Have gone on sick leave due to MH/depression problems, made worse by my line manager's approach to them, and bullying from another team.

Have spoken to union rep and they have advised they can help with a formal process but I don't feel able to go through one.

What I would love to do, all I want to do really, is just leave - I have enough savings to live on for 6 months, and a good skill set.

However - am very concerned about not getting a reference, or one where my current employer puts in stuff that means I don't get another job.

I know the organisation has paid people off with references before - but this has been where they asked the employee to leave and offered a package including a reference.

I understand I could offer to leave but do it confidentially, it is called Without Prejudice?

What I'm wondering is, what do I need to do - and what happens if it doesn't work, and is held against me. The worst case scenario here is that I end up feeling I've no choice but to resign, and then have no reference to move to another equivalent role - at which point I'm screwed.

I'm the only wager earner, so if I don't get this right basically we have no income, it's frightening.

OP posts:
daisychain01 · 23/08/2017 15:53

The term "Without Prejudice" is generally used in the context of negotiating a Settlement Agreement where anything discussed in that "protected conversation" cannot later be used in a Tribunal, and it often includes a reference.

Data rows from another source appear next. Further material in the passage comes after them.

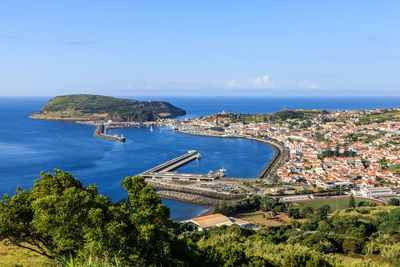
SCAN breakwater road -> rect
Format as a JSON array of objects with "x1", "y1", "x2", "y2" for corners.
[
  {"x1": 142, "y1": 150, "x2": 201, "y2": 174},
  {"x1": 94, "y1": 124, "x2": 126, "y2": 142},
  {"x1": 245, "y1": 137, "x2": 285, "y2": 179}
]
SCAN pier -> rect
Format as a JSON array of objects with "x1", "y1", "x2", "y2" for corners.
[
  {"x1": 144, "y1": 150, "x2": 201, "y2": 173},
  {"x1": 139, "y1": 150, "x2": 225, "y2": 181},
  {"x1": 94, "y1": 124, "x2": 126, "y2": 142}
]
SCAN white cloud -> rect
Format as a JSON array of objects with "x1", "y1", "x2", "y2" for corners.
[
  {"x1": 220, "y1": 74, "x2": 276, "y2": 89},
  {"x1": 252, "y1": 75, "x2": 272, "y2": 86}
]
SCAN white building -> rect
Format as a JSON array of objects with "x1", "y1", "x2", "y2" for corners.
[{"x1": 357, "y1": 187, "x2": 397, "y2": 198}]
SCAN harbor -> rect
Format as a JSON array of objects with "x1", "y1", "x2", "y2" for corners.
[
  {"x1": 139, "y1": 150, "x2": 226, "y2": 182},
  {"x1": 139, "y1": 150, "x2": 269, "y2": 205},
  {"x1": 81, "y1": 119, "x2": 283, "y2": 206},
  {"x1": 94, "y1": 123, "x2": 126, "y2": 142}
]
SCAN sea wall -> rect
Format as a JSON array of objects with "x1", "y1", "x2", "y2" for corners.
[
  {"x1": 157, "y1": 190, "x2": 221, "y2": 205},
  {"x1": 147, "y1": 180, "x2": 247, "y2": 200},
  {"x1": 94, "y1": 124, "x2": 126, "y2": 142},
  {"x1": 246, "y1": 137, "x2": 288, "y2": 178}
]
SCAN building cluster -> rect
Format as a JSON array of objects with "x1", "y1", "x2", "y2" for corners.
[{"x1": 165, "y1": 108, "x2": 400, "y2": 192}]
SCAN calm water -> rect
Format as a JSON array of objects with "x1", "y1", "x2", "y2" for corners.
[{"x1": 1, "y1": 96, "x2": 400, "y2": 220}]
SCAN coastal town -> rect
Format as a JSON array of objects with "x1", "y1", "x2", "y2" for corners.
[
  {"x1": 155, "y1": 108, "x2": 400, "y2": 203},
  {"x1": 76, "y1": 107, "x2": 400, "y2": 205}
]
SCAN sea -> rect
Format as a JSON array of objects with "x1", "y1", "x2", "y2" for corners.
[{"x1": 1, "y1": 96, "x2": 400, "y2": 221}]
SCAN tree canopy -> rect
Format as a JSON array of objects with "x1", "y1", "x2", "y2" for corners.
[
  {"x1": 0, "y1": 170, "x2": 186, "y2": 265},
  {"x1": 2, "y1": 170, "x2": 400, "y2": 266}
]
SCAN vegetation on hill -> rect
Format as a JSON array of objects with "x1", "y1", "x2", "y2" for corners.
[
  {"x1": 30, "y1": 94, "x2": 186, "y2": 122},
  {"x1": 387, "y1": 164, "x2": 400, "y2": 173},
  {"x1": 292, "y1": 197, "x2": 379, "y2": 212},
  {"x1": 358, "y1": 109, "x2": 400, "y2": 125},
  {"x1": 1, "y1": 171, "x2": 400, "y2": 266},
  {"x1": 203, "y1": 109, "x2": 328, "y2": 123}
]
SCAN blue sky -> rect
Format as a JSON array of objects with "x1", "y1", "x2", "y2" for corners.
[{"x1": 0, "y1": 0, "x2": 399, "y2": 96}]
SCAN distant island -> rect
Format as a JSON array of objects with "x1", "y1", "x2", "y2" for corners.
[{"x1": 30, "y1": 94, "x2": 186, "y2": 122}]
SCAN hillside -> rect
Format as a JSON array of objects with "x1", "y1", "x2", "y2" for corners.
[
  {"x1": 2, "y1": 170, "x2": 400, "y2": 266},
  {"x1": 30, "y1": 94, "x2": 186, "y2": 122},
  {"x1": 203, "y1": 109, "x2": 328, "y2": 123}
]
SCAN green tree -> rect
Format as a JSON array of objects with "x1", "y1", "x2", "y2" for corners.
[
  {"x1": 290, "y1": 219, "x2": 301, "y2": 228},
  {"x1": 317, "y1": 220, "x2": 332, "y2": 233},
  {"x1": 316, "y1": 205, "x2": 331, "y2": 221},
  {"x1": 288, "y1": 206, "x2": 300, "y2": 219},
  {"x1": 388, "y1": 198, "x2": 400, "y2": 206},
  {"x1": 220, "y1": 200, "x2": 228, "y2": 214},
  {"x1": 342, "y1": 238, "x2": 363, "y2": 254},
  {"x1": 213, "y1": 201, "x2": 221, "y2": 213},
  {"x1": 348, "y1": 194, "x2": 356, "y2": 208},
  {"x1": 283, "y1": 251, "x2": 333, "y2": 267},
  {"x1": 378, "y1": 207, "x2": 400, "y2": 234},
  {"x1": 0, "y1": 170, "x2": 185, "y2": 266},
  {"x1": 272, "y1": 208, "x2": 277, "y2": 216},
  {"x1": 301, "y1": 206, "x2": 314, "y2": 219}
]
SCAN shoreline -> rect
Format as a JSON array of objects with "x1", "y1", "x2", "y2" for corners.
[
  {"x1": 148, "y1": 129, "x2": 288, "y2": 218},
  {"x1": 29, "y1": 115, "x2": 287, "y2": 218},
  {"x1": 174, "y1": 130, "x2": 286, "y2": 180},
  {"x1": 29, "y1": 114, "x2": 94, "y2": 121},
  {"x1": 157, "y1": 190, "x2": 221, "y2": 205}
]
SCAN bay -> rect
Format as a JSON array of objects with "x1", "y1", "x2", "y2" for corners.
[{"x1": 1, "y1": 96, "x2": 399, "y2": 221}]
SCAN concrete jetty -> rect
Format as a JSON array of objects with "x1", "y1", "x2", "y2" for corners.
[
  {"x1": 139, "y1": 150, "x2": 225, "y2": 182},
  {"x1": 144, "y1": 150, "x2": 201, "y2": 173},
  {"x1": 94, "y1": 124, "x2": 126, "y2": 142}
]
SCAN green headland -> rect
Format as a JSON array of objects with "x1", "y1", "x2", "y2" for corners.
[{"x1": 30, "y1": 94, "x2": 186, "y2": 122}]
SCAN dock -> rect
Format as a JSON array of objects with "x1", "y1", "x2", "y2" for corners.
[
  {"x1": 139, "y1": 150, "x2": 225, "y2": 182},
  {"x1": 145, "y1": 150, "x2": 201, "y2": 173},
  {"x1": 94, "y1": 124, "x2": 126, "y2": 142}
]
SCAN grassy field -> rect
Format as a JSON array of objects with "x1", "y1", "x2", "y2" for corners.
[
  {"x1": 0, "y1": 241, "x2": 49, "y2": 266},
  {"x1": 359, "y1": 109, "x2": 400, "y2": 124},
  {"x1": 236, "y1": 211, "x2": 305, "y2": 226},
  {"x1": 388, "y1": 164, "x2": 400, "y2": 173},
  {"x1": 292, "y1": 197, "x2": 381, "y2": 212}
]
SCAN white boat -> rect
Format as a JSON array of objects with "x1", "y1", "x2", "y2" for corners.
[{"x1": 219, "y1": 166, "x2": 227, "y2": 176}]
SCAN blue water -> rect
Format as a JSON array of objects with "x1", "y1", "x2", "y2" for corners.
[{"x1": 1, "y1": 96, "x2": 400, "y2": 220}]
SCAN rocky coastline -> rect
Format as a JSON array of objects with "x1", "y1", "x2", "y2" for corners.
[
  {"x1": 157, "y1": 190, "x2": 222, "y2": 205},
  {"x1": 147, "y1": 180, "x2": 247, "y2": 200},
  {"x1": 29, "y1": 114, "x2": 93, "y2": 121}
]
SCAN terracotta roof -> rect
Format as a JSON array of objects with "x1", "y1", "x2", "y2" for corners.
[{"x1": 190, "y1": 214, "x2": 231, "y2": 229}]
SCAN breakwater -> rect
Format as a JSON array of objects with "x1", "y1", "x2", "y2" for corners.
[
  {"x1": 157, "y1": 190, "x2": 221, "y2": 205},
  {"x1": 94, "y1": 124, "x2": 126, "y2": 142},
  {"x1": 246, "y1": 137, "x2": 288, "y2": 179},
  {"x1": 147, "y1": 180, "x2": 247, "y2": 200}
]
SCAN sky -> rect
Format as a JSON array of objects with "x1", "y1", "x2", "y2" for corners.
[{"x1": 0, "y1": 0, "x2": 399, "y2": 96}]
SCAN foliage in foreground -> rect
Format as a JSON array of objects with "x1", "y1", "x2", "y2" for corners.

The way I've understood your OP, is that you want to use the "Without Prejudice" as a way of signalling you'll resign if they give you a reference, apart from that I'm not sure why it would be relevant. If you're planning to resign, they'll know that the minute you start to talk about the reference, and they are still at liberty not to give one. It isn't a contractual obligation, although it does need to be factual.

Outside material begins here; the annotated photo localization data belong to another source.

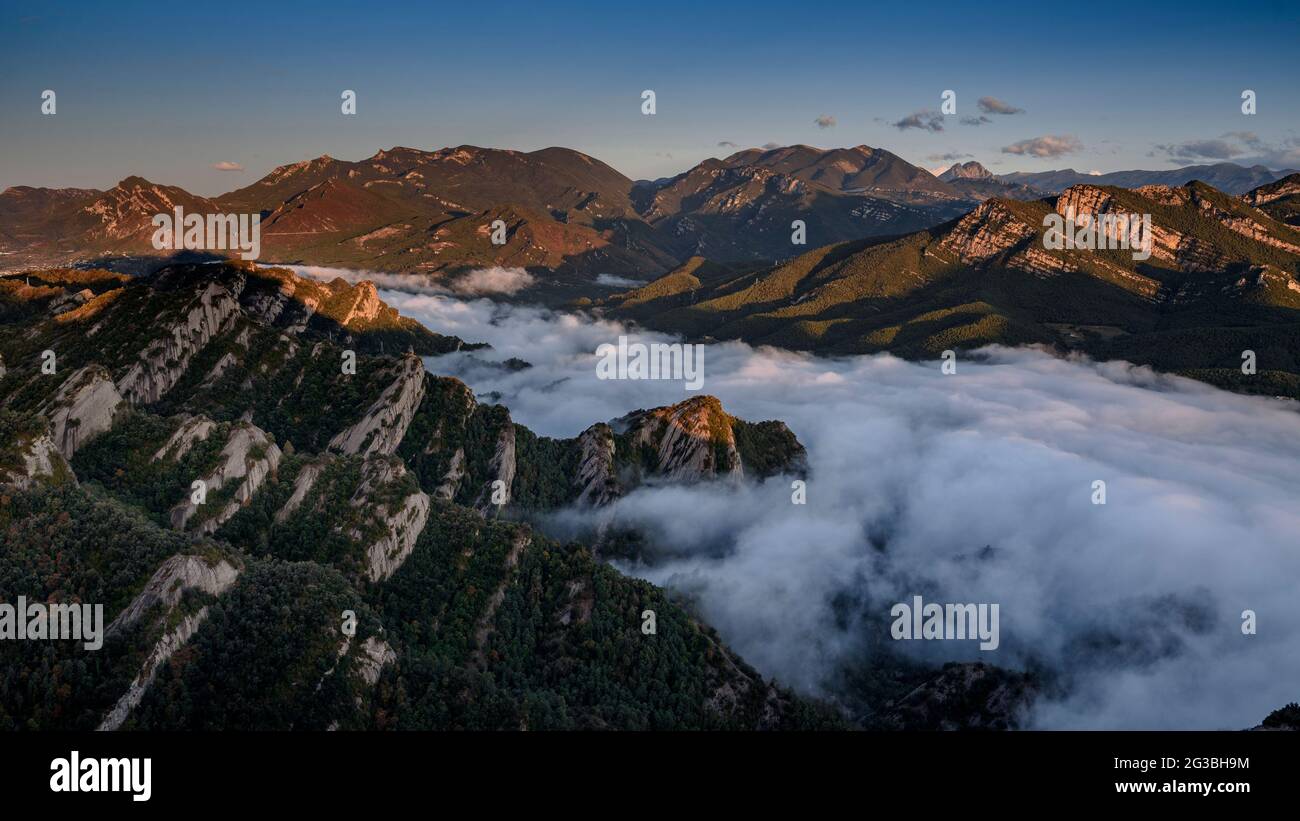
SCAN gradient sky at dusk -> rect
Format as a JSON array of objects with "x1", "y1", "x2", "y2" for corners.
[{"x1": 2, "y1": 0, "x2": 1298, "y2": 195}]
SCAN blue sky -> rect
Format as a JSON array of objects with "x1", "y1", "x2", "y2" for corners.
[{"x1": 2, "y1": 0, "x2": 1298, "y2": 195}]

That said, if you ask them nicely for just your dates of employment and job title, they should hopefully cooperate.

daisychain01 · 23/08/2017 15:55

Maybe go to HR if your boss is completely unapproachable Smile

tiggersdontlikehoney · 23/08/2017 16:58

Thank you.

Yes that is kind of what I had in mind.

So you wouldn't just send something headed Without Prejudice, asking to leave with a reference.

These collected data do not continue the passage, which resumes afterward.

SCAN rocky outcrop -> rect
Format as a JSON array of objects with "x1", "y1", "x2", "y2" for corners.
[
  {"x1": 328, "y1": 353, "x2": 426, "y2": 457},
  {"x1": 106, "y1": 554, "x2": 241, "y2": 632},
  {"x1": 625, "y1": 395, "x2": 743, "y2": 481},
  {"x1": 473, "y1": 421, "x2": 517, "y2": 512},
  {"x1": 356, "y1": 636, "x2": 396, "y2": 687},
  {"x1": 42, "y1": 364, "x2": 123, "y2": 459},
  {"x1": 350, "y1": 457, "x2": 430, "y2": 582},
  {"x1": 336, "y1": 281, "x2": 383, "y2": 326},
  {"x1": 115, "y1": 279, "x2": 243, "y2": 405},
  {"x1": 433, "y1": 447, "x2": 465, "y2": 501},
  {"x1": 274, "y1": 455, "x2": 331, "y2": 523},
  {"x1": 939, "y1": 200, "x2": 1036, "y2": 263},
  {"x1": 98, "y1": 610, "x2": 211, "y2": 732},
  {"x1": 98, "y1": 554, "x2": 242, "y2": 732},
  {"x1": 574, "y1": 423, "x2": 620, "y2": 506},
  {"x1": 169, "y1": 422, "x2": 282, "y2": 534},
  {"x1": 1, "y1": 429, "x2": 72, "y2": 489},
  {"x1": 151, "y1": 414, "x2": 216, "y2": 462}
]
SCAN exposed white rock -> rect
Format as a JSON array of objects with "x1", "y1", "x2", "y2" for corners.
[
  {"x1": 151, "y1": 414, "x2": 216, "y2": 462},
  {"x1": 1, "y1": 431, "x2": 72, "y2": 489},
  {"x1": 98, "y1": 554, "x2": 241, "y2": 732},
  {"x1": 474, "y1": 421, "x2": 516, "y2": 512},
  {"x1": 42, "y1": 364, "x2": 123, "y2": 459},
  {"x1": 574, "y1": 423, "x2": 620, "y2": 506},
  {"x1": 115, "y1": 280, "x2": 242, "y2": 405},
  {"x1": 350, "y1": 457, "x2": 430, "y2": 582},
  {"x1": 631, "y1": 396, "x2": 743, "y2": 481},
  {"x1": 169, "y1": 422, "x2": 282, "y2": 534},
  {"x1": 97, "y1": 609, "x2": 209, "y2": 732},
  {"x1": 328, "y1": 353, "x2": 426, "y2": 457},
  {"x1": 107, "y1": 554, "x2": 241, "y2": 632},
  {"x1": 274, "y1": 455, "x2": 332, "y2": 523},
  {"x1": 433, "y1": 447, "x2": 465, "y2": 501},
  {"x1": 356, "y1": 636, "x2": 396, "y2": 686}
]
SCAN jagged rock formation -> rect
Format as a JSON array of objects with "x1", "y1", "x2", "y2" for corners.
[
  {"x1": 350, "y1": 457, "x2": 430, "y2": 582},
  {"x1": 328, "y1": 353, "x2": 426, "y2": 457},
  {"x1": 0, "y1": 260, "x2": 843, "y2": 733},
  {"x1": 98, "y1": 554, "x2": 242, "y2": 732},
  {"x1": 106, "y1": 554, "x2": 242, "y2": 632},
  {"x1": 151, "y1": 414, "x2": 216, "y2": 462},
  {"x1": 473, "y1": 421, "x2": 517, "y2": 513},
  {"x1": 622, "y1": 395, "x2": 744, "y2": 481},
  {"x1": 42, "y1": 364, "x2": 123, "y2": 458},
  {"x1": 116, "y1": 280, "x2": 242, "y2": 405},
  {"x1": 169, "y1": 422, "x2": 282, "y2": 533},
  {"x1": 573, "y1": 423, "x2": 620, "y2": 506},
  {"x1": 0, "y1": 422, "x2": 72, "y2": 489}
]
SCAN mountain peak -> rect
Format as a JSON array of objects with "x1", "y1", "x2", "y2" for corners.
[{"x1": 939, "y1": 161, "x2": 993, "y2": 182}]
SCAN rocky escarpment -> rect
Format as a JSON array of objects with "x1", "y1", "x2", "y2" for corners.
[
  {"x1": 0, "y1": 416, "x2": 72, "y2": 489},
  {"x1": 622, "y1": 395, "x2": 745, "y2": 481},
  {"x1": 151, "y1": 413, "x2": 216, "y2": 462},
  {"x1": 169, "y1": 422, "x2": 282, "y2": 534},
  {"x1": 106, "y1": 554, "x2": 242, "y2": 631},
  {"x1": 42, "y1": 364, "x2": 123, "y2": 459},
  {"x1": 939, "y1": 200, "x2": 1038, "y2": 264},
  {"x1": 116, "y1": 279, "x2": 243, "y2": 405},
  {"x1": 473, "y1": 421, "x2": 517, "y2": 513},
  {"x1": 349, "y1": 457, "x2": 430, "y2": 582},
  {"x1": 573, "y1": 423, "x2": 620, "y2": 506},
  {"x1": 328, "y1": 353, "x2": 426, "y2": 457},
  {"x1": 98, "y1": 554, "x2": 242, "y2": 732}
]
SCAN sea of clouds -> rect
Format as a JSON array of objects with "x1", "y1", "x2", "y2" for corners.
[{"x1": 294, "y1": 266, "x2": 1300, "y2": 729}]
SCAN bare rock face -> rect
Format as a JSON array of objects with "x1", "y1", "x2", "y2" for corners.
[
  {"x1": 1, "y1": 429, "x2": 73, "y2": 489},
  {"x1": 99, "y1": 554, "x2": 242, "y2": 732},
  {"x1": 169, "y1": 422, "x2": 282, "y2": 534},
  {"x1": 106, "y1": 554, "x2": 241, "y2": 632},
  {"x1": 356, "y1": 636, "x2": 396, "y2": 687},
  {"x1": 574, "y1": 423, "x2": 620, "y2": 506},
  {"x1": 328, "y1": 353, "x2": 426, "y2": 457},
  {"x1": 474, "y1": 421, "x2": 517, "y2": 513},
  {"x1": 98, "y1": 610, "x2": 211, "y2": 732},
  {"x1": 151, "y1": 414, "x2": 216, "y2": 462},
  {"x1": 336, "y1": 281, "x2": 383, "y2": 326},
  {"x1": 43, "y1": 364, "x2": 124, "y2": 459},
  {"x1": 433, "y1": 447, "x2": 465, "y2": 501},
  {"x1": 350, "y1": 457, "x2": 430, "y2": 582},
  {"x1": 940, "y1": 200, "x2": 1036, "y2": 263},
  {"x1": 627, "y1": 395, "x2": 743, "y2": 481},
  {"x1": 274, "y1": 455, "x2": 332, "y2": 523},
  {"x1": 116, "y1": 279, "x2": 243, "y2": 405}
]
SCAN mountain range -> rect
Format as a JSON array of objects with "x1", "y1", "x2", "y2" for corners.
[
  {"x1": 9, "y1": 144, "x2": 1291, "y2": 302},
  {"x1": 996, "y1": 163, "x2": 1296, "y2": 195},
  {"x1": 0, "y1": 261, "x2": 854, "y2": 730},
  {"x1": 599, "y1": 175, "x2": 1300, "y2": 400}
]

The issue is I don't trust my boss - and if a request is made, they could pass it to her so she might still be the one providing the reference. Everything she is doing seems designed to attack me before (if) I raise a grievance against her. The union have advised me to do that - but it seems like career suicide as I assume I wouldn't then get a reference at all.

I just don't want to not be able to get a new job because I have no/bad reference.

Is there any other way to do it?

OP posts:
FuzzyOwl · 23/08/2017 17:02

I would raise a grievance and use HR as a reference. Before you leave, tell HR that due to the grievance it is not appropriate for your manager to write the reference and that you are asking them to do it instead. Remember that they can only write a factual reference and you can use a SAR to see what reference was written if necessary.